As he headed back for the bar: “What are ya drinkin'?”

“A Coca-Cola will be fine, Mr. Sinatra.”

Frank laughed.

Jilly laughed.

But different from most times when people busted up over me— at least when I wasn't onstage—they weren't laughing at me. They
were just two guys having a good chuckle.

“It's all right, Charlie,” Frank assured. “We're all eighteen. Have yourself a little of Mr. Daniel's.”

“Thank you, Mr. Sinatra.”

“And what's with this Mr. Sinatra jazz? I'm strictly Charlie, same as you.”

He was so relaxed, unassuming. Talking with him, talking with Frank, was the same as talking with any other non-superstar
guy. Just another Charlie in a sweater, a fellow who could've been getting ready to watch a ball game or rake leaves. The
normalcy of the moment made it seem all the more unreal. Not that his being around should have been completely unexpected.
That Frank owned the Cal-Neva was common knowledge. You got that plain enough from the sign on the road leading to the joint:
WELCOME TO FRANK SINATRA'S CAL-NEVA LODGE. But who figured he would frequent a Tahoe lodge whether he owned the place or not?
And who in the hell would ever have figured he would want to have a sit-down with me?

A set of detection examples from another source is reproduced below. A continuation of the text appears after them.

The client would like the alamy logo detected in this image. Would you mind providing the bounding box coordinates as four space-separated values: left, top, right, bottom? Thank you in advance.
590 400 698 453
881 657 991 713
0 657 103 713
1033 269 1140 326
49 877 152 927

As he handed me my drink: “Haven't had a chance to catch the act yet, but I hear you're puttin' on a real swinger of a show.”

“Yes, sir. They've been real good.”

“Yeah. Momo said Frankie C was ravin' about you, didn't he, Jilly?”

“Said you was a hoot.”

“So I told him let's get this kid in here. You ever meet Momo?”

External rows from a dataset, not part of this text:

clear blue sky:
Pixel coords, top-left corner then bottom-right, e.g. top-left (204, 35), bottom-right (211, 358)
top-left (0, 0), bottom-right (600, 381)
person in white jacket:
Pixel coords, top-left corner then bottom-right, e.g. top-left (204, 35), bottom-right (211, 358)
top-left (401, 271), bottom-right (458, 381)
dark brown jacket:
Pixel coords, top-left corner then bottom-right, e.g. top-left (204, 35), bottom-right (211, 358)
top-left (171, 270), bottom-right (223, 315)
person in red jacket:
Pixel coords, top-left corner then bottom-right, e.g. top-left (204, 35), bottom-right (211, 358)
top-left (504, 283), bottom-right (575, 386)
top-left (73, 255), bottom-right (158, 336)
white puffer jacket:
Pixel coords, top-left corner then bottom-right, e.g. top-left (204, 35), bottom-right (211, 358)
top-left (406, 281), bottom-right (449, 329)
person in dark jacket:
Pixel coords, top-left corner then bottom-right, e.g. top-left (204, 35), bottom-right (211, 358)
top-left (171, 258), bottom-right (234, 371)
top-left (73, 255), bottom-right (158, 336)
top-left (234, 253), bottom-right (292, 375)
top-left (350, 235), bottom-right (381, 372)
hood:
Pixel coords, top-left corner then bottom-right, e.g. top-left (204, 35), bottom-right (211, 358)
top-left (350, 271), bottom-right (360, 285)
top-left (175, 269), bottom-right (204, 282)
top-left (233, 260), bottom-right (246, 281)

Meet him? Last time I even asked about this Momo guy, all I got for my trouble was a verbal smacking. “No, sir.”

“You've got to meet him sometime. Sammy's a real good guy.”

“Sammy?”

“Sammy. Sam Flood.”

“Momo,” Jilly said, once again growing impatient with my rube-ness.

“Sure. I'd love to meet him someti—”

“So how's everything? Everybody treating you decent?”

“They're treating me decent. I don't think I've ever—”

“Nobody's giving you any trouble, are they?” The way he kept cutting me off, I got the feeling Frank could carry on a dialogue
just fine by himself. “'Cause you've got the run of the joint, Charlie. Anybody says different, you tell me.” A cloud fell
over Frank. He became a very dark man. “You tell me, and I'll tell them and tell them so they don't forget.”

“Yes, sir, but I haven't had any problems. None at all. Everybody's been real fine. Like I said, real fine.”

“Swell.” And quick as it'd come the cloud sailed on. Frank was all sunshine again. “Listen, you know I've got a piece of the
Sands in Vegas. I'm gonna talk to Jack about gettin' you in there.”

Just like that. With a word, with a mere wave of his hand, he was offering me a slice of my dreams with the same non-effort
that anyone else would offer a glass of water.

“The Sands in Vegas? You're … you're giving me the Sands?” The plane had crashed. I was thinking: My plane had crashed before
I'd even gotten to Tahoe. My plane had crashed, I'd been shredded and burned and killed, and I ended up here. I'd been a good
little boy, and I'd gone to heaven.

“I'm not givin' you anything you didn't earn by knockin' 'em dead from my stage, Charlie. How do you think it's done anyway?
Connections. Who you know. Now you know me.” Frank got with a smile, big and toothy. He liked being benevolent. He dug being
the king. “Have to slot you as an opener, but we'll make it worth your while. Jilly, how much we payin' Charlie?”

“Five-fifty.”

“Five-fifty? Why you lettin' me be so tight with the kid? How's he supposed to pitch dames livin' on the cheap?” To me: “How's
seven-fifty sound, Charlie?”

“That's just… I'd do it for free.”

“Let me tell you somethin': You're only worth what you say yes to. You say yes to nothin', you're worth nothin'. Vegas or
not, you do it for real money, you do it for keeps, or you don't do it at all.”

Some swinging lingo. But you don't rise and fall and rise again without learning a few things.